Mia Ribeiro lembra que, no dia da briga, os alunos em questão saíram da sala de aula para tirar fotos, mas o clima era de desentendimento. “Uma aluna estava muito triste com isso. Ela veio falar comigo e disse: 'tia, não faz sentido nada disso. Hoje era para ser um dia maravilhoso, e a gente só briga. Eu queria muito que eu e meus amigos estivéssemos de bem, terminando o semestre com festinha'. E ela começou a chorar. Levei todos de volta para a sala e começamos a conversar. Eu falei que, realmente, não faz sentido a gente tirar foto mostrando alegria se, na verdade, o clima era de briga. Falei que tudo poderia mudar com carinho e abraço”, relata a professora.
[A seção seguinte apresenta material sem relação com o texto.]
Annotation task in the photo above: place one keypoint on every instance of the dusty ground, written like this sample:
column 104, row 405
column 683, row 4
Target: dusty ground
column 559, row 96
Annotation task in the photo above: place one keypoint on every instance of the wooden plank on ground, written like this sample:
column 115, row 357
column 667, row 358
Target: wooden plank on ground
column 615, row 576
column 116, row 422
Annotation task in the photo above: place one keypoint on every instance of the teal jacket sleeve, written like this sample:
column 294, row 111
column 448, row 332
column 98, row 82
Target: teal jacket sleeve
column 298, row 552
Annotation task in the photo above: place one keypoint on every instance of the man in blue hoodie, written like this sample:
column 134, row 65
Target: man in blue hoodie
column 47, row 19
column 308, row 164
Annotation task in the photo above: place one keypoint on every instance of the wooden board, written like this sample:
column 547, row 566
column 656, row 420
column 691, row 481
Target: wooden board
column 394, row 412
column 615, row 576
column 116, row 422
Em clima emocionante, entre muito choro e abraços, eles deram o primeiro passo para a reconciliação, que não ficou limitada àquele momento e tomou proporções maiores. Todos concordaram que, quando voltassem para a escola, sairiam às ruas para levar amor aos moradores da cidade. Em 30 de julho, todos estavam distribuindo afeto para além da sala de aula, cada um segurando uma plaquinha com a pergunta "Posso te dar um abraço?". “A reação das pessoas foi linda. Foi uma surpresa, porque a receptividade foi incrível”, diz Mia.
Como resultado dessa iniciativa, foi criado o grupo "Amor é Bom e Nós Gostamos" na unidade de ensino. Os integrantes buscam o afeto nas relações em classe e com as demais pessoas. Eles fazem isso por meio de conversas, trabalhos de arte e ações urbanas. “Essa aluna que estava triste com todo o clima de briga tomou a iniciativa de criar o grupo no WhatsApp também, e estamos constantemente conversando sobre o amor que tem que fluir nas nossas redes”, afirma a professora.
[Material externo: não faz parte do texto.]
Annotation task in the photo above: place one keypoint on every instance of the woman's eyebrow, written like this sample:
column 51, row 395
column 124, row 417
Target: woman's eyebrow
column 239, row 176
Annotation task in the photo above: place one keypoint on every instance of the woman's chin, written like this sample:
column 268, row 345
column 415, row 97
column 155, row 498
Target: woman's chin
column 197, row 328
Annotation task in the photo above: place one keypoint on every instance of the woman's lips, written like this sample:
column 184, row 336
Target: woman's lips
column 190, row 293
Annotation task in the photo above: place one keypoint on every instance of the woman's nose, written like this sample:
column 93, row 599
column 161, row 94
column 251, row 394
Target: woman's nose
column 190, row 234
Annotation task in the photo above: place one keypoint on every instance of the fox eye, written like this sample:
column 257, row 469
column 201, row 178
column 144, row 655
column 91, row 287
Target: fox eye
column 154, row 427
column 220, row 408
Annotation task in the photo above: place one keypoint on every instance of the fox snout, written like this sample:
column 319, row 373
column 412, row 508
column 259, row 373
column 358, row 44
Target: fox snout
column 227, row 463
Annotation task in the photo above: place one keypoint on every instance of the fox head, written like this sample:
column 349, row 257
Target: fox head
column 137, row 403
O afeto como ferramenta transformadora
Desde então, mais cinco classes do 3º e 4º anos já saíram às ruas, totalizando cerca de 75 alunos. “Senti que todas as classes poderiam participar. A gente sai pela Avenida Nove de Abril, Parque Anilinas e até fomos na prefeitura. Eles entraram em todos os setores, onde o trabalho foi muito elogiado. Muita gente disse que isso muda a vida, porque não tem nada melhor do que começar o dia com um abraço. Com essa ação, fomos quebrando a dureza do dia a dia”.
Para a professora Mia, outro momento memorável do projeto foi quando os alunos passavam pelo Parque Anilinas e encontraram um senhor que tem um grupo pró-vida. “Ele disse: ‘sou ativista pela vida. Para mim, isso é tudo, e hoje vi que não estou sozinho! Vi sementes sendo plantadas’”, relembra.
Além do projeto, a educadora criou a "Hora do Cumprimento", que ocorre antes do começo das aulas. “Eles estudam em período integral, então, é uma boa maneira de começar o dia. Temos umas fotos coladas à parede de entrada da sala, nas quais há quatro imagens ilustrativas mostrando diferentes cumprimentos. Tem abraço, beijo no rosto, soco de mão e cumprimento de brother. Cada um escolhe aquele com o qual se sente mais à vontade e troca com o colega”.
Uma semente plantada, planos em curso
Com essas ações, aos poucos os alunos vão aprendendo a viver coletivamente. Segundo a professora, ainda há momentos de atrito e desentendimentos, porque o processo é longo e todos estão aprendendo, dia após dia. “Eles tomaram consciência, mas ainda há momentos de briga. É um processo longo, no qual estamos lembrando sempre desta ação, do afeto, do carinho. Quando eles lembram, retomam a atitude mais solidária. É uma semente que a gente lança no coração deles, e ela dá frutos, né? A consciência que tomaram foi importante. É algo para o futuro, também, porque marcou a vida deles”.
Para reforçar o aprendizado e o desenvolvimento do afeto, o grupo "Amor é Bom e Nós Gostamos" prevê ações até o fim do ano. Os planos incluem a realização de exposições sobre o tema, peça de teatro para ser apresentada na escola, pintura de mural, visita a um abrigo para crianças, entrega de cesta de higiene a pessoas em situação de rua e rodas de conversa para trabalhar a questão. “Queremos escrever o ‘Manifesto do Afeto’! E lançar, no fim do ano, exemplares com ilustrações e texto. São possibilidades que estão surgindo”, finaliza a professora.